News Release

Evolution in action? New study finds possibility of nitrogen-fixing organelles

Peer-Reviewed Publication

University of Rhode Island

KINGSTON, R.I.—April 3, 2024—Nitrogen is a nutrient essential for all life on Earth. Although nitrogen gas (N2) is plentiful, it is largely unavailable to most organisms without a process known as nitrogen fixation, which converts dinitrogen to ammonium—a major inorganic nitrogen source.

While there are bacteria that are able to reduce dinitrogen to ammonium, researchers at the University of Rhode Island, Institut de Ciències del Mar in Barcelona, University of California at Santa Cruz and the Massachusetts Institute of Technology have discovered nitrogen-fixing symbiotic organisms exhibiting behaviors similar to organelles. In fact, researchers posit these symbiotic organisms – UCYN-A, a species of cyanobacteria – may be evolving organelle-like characteristics. Their study was recently published in the journal Cell.

UCYN-A live in a symbiotic relationship with a closely related group of marine algae, B. bigelowii, in areas of the open ocean that are often low in nutrients. Most nitrogen-fixing bacteria have mechanisms to regulate dinitrogen use when fixed sources of nitrogen are available, alleviating the high energetic cost of this process. However, UCYN-A have lost the genes allowing this and are able to fix nitrogen gas into ammonium even in nutrient-rich environments. The host, in-turn, provides it with carbon fixed photosynthetically by its chloroplasts.    

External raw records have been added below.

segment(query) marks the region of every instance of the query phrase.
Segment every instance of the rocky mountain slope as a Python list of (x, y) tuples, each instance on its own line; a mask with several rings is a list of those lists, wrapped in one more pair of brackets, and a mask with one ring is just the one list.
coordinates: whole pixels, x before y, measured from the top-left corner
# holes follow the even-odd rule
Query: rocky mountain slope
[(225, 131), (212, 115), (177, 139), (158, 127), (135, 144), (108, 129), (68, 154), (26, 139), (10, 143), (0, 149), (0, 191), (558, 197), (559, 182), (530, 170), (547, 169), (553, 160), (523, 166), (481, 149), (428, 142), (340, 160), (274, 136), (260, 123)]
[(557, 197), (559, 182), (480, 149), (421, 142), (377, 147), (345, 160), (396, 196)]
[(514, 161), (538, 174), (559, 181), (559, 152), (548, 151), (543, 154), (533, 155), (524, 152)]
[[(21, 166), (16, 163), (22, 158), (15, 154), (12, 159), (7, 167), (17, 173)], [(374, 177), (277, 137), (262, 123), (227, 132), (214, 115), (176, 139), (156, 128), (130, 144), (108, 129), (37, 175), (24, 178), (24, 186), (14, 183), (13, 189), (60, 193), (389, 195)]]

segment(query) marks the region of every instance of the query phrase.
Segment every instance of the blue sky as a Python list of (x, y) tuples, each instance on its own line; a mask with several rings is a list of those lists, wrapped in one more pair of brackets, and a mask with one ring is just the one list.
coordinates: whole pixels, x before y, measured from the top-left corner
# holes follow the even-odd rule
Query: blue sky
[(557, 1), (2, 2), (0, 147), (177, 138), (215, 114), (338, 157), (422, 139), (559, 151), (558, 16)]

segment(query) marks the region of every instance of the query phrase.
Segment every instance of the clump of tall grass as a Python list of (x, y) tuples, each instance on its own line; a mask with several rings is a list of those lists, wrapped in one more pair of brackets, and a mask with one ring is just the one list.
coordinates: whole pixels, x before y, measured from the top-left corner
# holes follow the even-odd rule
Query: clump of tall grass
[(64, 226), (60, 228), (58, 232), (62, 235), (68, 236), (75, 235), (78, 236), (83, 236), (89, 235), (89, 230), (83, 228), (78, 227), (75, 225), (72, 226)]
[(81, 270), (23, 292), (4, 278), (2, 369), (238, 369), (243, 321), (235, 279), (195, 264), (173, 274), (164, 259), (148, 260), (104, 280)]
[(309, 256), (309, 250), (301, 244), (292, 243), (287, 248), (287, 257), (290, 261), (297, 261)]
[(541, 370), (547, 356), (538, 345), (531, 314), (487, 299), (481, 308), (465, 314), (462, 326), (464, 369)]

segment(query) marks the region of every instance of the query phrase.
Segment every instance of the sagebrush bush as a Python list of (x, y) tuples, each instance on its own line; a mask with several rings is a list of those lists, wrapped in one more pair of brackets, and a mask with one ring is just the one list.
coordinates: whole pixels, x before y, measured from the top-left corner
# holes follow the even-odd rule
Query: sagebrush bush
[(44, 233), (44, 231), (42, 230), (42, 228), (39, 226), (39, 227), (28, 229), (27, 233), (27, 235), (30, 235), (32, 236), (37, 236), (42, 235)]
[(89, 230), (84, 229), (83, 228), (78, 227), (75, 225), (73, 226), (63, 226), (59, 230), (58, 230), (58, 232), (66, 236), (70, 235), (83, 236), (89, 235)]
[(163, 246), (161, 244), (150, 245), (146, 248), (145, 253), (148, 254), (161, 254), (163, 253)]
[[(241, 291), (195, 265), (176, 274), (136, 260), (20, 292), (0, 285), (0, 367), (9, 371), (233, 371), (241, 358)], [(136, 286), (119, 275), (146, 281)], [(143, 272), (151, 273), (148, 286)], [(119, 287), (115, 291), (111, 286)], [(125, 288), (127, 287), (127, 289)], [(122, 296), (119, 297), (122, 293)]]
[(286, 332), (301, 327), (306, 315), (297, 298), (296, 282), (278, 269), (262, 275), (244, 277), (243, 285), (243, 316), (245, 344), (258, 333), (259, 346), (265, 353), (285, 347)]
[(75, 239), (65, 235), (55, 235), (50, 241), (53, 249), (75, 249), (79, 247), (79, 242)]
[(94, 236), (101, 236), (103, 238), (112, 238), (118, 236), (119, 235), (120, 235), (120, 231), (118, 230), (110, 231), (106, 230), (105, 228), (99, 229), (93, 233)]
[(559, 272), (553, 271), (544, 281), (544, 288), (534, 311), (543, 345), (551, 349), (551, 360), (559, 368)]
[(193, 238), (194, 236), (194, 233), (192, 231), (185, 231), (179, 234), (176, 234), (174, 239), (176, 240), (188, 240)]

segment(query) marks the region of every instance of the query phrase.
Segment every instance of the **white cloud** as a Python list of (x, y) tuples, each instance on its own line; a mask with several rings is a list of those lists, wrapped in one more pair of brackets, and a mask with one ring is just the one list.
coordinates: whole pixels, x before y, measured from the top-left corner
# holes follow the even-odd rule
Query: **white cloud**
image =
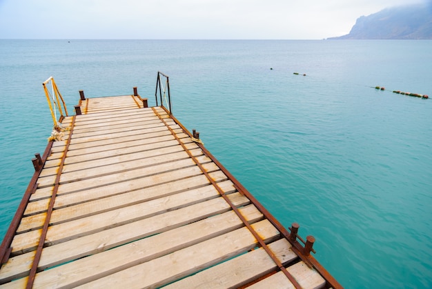
[(0, 38), (321, 39), (425, 0), (0, 0)]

The study details how researchers found a size relationship between UCYN-A and their symbiotic partner cells – consistent with the size relationships between other organelles and their hosts. As organelles get larger, so do their host cells ­– eventually dividing and replicating. Mathematical modeling revealed the metabolic trade-offs which regulate the relative cell size through nutrient acquisition and exchange.

“It requires lots of energy as well as electrons to fix nitrogen gas, to make it into something useful,” said Keisuke Inomura, assistant professor of oceanography at URI’s Graduate School of Oceanography and one of the study’s lead authors. “If UCYN-A are moving along the evolutionary path toward developing into nitrogen-fixing organelles and we find cells aside from B. bigelowii also have such organelles, or are evolving similarly, it could be a game-changer.”

While organelles such as mitochondria and chloroplasts are much further along on the evolutionary spectrum, researchers contend that what they are seeing may be a snapshot of the evolutionary process of bacterial-derived organelles that are nitrogen-fixing.

“Our study focuses on a much more recent symbiotic relationship that emerged about 100 million years ago, allowing us to explore the evolution of organelle formation in its early stages,” explained Francisco Cornejo, co-lead author and postdoc researcher in the department of marine biology and oceanography at the Institut de Ciències del Mar.

Researchers note, however, that more study is needed to demonstrate whether this is the case.

“The surprisingly tight size relationship between UCYN-A and its host can be explained by the resource economy of the partners. It suggests that UCYN-A may be on the path to becoming an organelle: whether it may already be so is the subject of ongoing research,” said Michael J. Follows, professor of earth, atmospheric and planetary sciences at MIT and a member of the research team.